Pochi giovani e tanti cereali Ecco l’agricoltura ravennate

Il settore primario: 117mila ettari, 7mila imprese, 13mila addetti
Manodopera straniera per il 53 percento, nel 2005 era il 33 percento

È ancora una terra di contadini ma meno rispetto al passato. I numeri dell’agricoltura, in sintesi, dicono questo a proposito della provincia di Ravenna. Un dato su tutti (fonte Istat) mette in mostra la forte penetrazione del settore primario nel nostro territorio: nel 2014 in provincia la percentuale degli occupati in agricoltura (13mila) sul totale degli occupati (167mila) sfiorava l’8 percento, più del doppio della media regionale e nazionale (3,4 e 3,6).

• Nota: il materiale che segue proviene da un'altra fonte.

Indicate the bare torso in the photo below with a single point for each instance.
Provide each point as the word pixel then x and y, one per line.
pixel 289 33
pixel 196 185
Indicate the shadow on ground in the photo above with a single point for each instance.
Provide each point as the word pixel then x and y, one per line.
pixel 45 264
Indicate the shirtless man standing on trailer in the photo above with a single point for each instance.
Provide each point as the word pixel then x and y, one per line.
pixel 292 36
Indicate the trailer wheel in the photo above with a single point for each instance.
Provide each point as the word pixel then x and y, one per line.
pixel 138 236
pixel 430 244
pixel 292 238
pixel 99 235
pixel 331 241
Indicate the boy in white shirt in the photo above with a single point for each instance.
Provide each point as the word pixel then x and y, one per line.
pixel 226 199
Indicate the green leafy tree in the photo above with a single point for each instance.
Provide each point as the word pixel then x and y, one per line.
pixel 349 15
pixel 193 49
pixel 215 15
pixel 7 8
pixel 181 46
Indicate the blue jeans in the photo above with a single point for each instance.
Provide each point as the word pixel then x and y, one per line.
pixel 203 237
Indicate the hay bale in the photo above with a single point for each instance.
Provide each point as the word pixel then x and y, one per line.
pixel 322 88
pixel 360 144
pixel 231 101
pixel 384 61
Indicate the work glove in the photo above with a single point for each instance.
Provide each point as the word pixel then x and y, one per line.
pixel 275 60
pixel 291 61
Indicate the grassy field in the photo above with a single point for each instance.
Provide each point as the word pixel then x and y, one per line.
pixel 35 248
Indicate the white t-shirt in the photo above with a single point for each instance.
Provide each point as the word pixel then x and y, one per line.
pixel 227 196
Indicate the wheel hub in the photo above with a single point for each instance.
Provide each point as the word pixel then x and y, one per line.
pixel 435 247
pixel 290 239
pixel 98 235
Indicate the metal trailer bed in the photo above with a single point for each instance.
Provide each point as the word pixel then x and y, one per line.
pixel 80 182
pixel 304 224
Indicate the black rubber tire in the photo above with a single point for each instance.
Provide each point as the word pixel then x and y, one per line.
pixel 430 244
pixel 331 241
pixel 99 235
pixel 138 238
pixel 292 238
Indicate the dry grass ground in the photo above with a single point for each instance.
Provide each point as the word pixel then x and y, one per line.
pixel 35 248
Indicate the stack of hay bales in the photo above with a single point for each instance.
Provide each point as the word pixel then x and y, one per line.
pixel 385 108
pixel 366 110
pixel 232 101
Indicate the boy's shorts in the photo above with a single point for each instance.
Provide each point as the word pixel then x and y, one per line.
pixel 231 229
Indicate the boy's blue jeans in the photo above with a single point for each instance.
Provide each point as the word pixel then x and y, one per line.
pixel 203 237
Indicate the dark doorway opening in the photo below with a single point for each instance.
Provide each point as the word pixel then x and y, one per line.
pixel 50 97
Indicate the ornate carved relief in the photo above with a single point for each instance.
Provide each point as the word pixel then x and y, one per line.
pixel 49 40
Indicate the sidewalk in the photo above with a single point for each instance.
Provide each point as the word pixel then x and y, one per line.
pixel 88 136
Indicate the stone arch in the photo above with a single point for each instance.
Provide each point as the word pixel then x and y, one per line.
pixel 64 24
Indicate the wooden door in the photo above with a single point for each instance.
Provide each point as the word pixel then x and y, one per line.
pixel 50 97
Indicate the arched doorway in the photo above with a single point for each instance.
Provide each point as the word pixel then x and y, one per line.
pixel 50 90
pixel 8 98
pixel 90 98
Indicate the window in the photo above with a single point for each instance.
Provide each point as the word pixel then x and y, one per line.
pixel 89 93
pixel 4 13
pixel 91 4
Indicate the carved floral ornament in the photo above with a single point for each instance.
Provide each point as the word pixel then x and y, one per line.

Ma è anche vero che nel 2015 alla Camera di Commercio risulta un saldo negativo di 162 unità tra nuove iscrizioni (122) e cessazioni (284) alla voce “agricoltura silvicoltura pesca”: in totale sono attive in provincia 7.360 imprese che erano quasi novemila nel 2010 e quasi 12mila nel 2000. Un calo che in molti casi è avvenuto anche per effetto di fusioni tra aziende dato che la superficie agricola utilizzata (Sau) è rimasta sostanzialmente invariata attorno a 116mila ettari. Il valore della produzione agricola provinciale in larga misura proviene dal comparto frutticolo, viticolo, cerealicolo, zootecnico e complessivamente ammonta a circa 400 milioni di euro (dati Coldiretti).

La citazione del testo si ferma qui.